20 September 2013

Do yourself a big, big favour

Please, gentle reader. Don’t go to the New York Times, with their misleading headlines and watered-down excerpts, served up expressly for an audience with a notoriously narrow hearing range. Please go to America magazine and read the entirety of their interview, ‘A Big Heart Open to God’, with Pope Francis. It is deep, wide-ranging and - most importantly - gracious and intellectually beautiful, and it shows us that, though the Roman Church had lost in the former Holy Father Benedict XVI a man of sterling intellect and analytic acuity, they have also gained an intelligence which, though it works in a very different style, is hardly inferior. And it absolutely tickled me pink as an expat and Chinese history geek that he mentioned the Chinese rites controversy within the Society of Jesus (over whether or not, essentially, Confucianism was a religion) - perhaps the task of exploring that anti-capitalist and alter-political common ground between Confucianism and Catholic social teaching hinted at by Han Thomas Hong-soon is not as far off as I had thought, at all!

It is disheartening to me, incredibly so, to see that, just as most American news media just don’t get it when it comes to religion generally, the New York Times just doesn’t get it when it comes to Catholicism. The central message of Pope Francis - which is one that Jesus has already saved us, and that the job of the Church is to follow his example, to actively go out and seek out that salvation in every person, and to cultivate it even in the midst of great uncertainty - appears lost on the Times, which engages in a textbook case of projection when it obsesses pruriently over Pope Francis’ stance on sexual ethics. On which topic, by the way, as he makes clear in the interview, he is simply following the Catechism and does not diverge from the Church of which he is head at all. But the Times sees a Papal praxis whose essence approaches grace, and - failing to understand that it is the orthodoxy of the Church which inspires and informs that praxis - attempts to squash it into the indifferent and static mould of ‘tolerance’.

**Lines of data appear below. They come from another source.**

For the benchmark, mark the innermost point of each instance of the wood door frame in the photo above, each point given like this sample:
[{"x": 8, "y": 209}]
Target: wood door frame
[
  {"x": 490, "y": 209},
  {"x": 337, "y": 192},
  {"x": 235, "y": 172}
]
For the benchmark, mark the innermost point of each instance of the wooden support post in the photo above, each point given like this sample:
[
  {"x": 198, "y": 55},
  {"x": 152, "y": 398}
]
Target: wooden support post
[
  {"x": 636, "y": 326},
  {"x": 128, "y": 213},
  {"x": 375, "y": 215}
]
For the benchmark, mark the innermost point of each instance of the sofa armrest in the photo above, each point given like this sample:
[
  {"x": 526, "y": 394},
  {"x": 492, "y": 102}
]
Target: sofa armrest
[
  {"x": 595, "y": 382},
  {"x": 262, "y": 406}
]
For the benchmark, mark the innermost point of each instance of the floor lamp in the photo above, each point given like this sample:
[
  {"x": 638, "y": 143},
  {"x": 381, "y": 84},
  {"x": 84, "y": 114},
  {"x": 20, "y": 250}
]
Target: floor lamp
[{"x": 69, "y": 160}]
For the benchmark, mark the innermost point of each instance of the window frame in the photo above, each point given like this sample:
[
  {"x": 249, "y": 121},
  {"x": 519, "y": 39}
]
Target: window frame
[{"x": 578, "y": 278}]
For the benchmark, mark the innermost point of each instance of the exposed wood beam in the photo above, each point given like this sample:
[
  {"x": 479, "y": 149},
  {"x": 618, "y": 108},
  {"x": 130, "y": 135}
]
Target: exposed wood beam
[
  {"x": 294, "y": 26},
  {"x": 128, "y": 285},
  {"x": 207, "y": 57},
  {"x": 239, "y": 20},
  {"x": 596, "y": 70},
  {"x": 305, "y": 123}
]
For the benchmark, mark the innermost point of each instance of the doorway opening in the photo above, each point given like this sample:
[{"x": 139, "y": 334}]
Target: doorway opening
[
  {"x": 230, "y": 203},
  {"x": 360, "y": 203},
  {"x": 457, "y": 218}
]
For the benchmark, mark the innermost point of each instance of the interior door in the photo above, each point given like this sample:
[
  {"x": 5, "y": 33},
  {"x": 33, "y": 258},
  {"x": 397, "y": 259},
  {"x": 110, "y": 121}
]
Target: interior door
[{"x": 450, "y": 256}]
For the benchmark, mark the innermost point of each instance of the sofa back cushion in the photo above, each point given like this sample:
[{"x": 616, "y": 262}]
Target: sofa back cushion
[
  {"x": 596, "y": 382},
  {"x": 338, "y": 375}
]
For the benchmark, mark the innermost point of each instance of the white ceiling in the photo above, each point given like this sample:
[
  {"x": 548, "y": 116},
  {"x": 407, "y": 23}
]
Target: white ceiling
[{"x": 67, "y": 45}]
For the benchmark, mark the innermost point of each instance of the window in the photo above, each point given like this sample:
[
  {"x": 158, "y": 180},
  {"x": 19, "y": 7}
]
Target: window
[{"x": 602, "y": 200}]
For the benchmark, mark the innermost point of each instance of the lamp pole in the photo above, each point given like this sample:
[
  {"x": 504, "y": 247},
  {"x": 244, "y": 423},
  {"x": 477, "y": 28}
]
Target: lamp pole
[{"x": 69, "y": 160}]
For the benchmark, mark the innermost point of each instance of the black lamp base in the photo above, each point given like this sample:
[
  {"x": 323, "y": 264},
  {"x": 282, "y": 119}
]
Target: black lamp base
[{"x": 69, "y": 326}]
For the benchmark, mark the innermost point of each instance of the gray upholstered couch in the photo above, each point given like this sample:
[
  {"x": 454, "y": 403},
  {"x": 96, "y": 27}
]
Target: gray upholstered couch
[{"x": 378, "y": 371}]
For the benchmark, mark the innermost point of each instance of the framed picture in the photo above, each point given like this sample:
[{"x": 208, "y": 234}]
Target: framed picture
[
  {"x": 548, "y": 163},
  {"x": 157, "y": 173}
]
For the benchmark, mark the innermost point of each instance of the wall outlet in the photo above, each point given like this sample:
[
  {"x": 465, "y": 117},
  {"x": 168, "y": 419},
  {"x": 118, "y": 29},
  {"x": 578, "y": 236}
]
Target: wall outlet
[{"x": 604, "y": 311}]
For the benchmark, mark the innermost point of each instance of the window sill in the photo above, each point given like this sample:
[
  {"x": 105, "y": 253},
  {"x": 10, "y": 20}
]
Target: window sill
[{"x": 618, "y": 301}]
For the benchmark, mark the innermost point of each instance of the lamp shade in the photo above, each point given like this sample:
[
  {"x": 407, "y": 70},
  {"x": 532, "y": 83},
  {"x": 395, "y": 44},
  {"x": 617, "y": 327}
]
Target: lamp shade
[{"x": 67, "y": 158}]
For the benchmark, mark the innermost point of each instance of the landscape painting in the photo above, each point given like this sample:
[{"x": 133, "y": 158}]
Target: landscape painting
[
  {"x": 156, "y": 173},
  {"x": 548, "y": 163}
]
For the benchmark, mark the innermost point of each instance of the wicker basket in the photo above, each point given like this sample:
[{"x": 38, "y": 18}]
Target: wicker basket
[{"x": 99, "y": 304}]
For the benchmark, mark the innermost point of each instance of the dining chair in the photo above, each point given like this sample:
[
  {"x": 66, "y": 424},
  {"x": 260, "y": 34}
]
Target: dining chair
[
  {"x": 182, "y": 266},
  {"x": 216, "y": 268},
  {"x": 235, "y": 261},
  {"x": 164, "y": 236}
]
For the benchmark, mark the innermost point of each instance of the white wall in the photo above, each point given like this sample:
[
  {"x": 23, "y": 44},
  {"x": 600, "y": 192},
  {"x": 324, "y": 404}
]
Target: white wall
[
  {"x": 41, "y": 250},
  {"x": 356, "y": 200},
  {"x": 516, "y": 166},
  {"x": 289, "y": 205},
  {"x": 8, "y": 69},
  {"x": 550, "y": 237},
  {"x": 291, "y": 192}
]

The fact remains, though: this Pope is bringing a fresh breath to Catholicism, the same way (to me) first Kierkegaard, and then Lewis and Chesterton brought a fresh breath to my faith in Christianity. He is living an adventure that is orthodoxy; to him, the Papacy is something dynamic and challenging. To him, God is all promise, and that promise is there for all people, where they are.

God bless Pope Francis! May his reign be long and fruitful, and may there be many more like him.